Iran Unveils Historical Maps Registered in UNESCO
TEHRAN (Tasnim) – Iranian foreign minister in a meeting with director-general of UNESCO unveiled a collection of the historical maps of Iran that have been already included in the Memory of the World Register.
Iran’s Foreign Minister Mohammad Javad Zarif and Director-General of the United Nations Educational, Scientific and Cultural Organization (UNESCO) Irina Bokova attended a gathering here in Tehran on Saturday.
During the cultural meeting, Zarif unveiled a compilation of Iran’s historical maps which are registered in the UNESCO’s Memory of the World Register.
Addressing the meeting, Zarif acknowledged those who had a role in compiling the maps, and hailed as “admirable” the UNESCO’s measure to register the historical documents.
The Iranian top diplomat said the collection is not only of great historical significance, but also demonstrates how the regional nations not long ago lived in peaceful coexistence before today’s “problems erupt in the geography of the region.”
There were only 5 neighbors around Iran in the previous century, but the number has increased to 15 today, Zarif explained.
He also touched on the cultural, religious and ethnic diversity of the regional nations in the contemporary era, and emphasized the necessity of dialog and interaction among the neighboring states.

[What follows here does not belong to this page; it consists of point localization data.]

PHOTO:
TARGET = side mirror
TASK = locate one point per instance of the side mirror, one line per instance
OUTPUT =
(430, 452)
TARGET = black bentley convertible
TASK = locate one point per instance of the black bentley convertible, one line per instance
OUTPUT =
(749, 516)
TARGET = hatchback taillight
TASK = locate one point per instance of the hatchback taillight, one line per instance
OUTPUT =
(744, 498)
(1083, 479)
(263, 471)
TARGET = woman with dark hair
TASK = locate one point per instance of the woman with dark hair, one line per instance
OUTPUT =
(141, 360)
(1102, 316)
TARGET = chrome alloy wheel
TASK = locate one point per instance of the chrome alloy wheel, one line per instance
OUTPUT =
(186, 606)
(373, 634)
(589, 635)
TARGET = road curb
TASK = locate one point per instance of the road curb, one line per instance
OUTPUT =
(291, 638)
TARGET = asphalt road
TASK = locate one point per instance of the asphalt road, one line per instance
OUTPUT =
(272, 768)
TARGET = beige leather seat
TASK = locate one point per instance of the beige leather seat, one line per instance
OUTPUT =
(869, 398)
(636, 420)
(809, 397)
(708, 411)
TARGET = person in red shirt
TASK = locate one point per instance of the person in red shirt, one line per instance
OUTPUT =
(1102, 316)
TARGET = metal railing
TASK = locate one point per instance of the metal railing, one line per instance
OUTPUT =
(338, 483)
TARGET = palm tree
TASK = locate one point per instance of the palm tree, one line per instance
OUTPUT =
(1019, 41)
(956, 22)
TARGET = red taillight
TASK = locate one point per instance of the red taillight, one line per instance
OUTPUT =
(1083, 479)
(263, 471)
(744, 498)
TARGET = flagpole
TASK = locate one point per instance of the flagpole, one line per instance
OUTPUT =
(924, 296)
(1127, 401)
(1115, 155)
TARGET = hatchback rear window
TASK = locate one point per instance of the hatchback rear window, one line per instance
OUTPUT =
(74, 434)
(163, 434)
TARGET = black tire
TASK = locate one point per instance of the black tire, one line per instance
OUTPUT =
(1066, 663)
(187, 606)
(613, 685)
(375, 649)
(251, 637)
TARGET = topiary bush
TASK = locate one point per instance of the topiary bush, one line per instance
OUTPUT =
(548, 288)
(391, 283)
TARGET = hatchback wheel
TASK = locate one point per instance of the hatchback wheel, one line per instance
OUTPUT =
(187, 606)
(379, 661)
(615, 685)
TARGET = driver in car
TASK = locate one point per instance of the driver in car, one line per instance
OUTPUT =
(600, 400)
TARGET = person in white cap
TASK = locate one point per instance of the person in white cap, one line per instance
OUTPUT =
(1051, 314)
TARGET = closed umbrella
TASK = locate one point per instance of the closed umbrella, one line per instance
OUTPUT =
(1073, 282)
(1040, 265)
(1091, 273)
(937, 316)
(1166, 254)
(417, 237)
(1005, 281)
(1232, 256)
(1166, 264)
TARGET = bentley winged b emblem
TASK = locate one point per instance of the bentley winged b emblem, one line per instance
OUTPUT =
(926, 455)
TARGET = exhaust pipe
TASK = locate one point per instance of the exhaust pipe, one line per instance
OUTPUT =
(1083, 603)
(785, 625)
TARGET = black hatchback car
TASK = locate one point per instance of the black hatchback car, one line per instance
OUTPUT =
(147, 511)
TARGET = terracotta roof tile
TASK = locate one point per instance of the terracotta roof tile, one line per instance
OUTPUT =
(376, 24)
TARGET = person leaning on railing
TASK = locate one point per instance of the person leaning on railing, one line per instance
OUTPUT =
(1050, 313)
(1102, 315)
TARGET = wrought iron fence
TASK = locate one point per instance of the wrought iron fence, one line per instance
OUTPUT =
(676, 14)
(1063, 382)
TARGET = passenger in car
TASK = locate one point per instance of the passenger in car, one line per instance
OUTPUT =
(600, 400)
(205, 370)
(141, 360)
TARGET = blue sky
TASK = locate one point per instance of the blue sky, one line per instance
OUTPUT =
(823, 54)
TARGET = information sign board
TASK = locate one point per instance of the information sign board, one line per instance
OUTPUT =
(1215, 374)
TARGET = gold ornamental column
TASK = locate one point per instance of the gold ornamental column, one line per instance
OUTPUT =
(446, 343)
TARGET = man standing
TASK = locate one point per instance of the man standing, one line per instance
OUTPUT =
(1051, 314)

The visiting UNESCO chief, for her part, underscored the need for preservation of the historical values in a bid to strengthen the societies, stressing that global peace should be based upon understanding, restraint as well as respect for the common values.
The collection of maps is a compilation of handwritten and lithographic maps which show the geographical plateau of Iran as a major part of the historical Silk Road as well as the interface of the North-South corridor.
The collection is a significant research document, providing an authentic source for studying the demographic, natural, historical and cultural geography of different West-Asian regions.
The maps provide information on boundary lines, impacts of human-instigated and natural disasters on the borders, and geographical place names some of which are now either non-existent or have been renamed.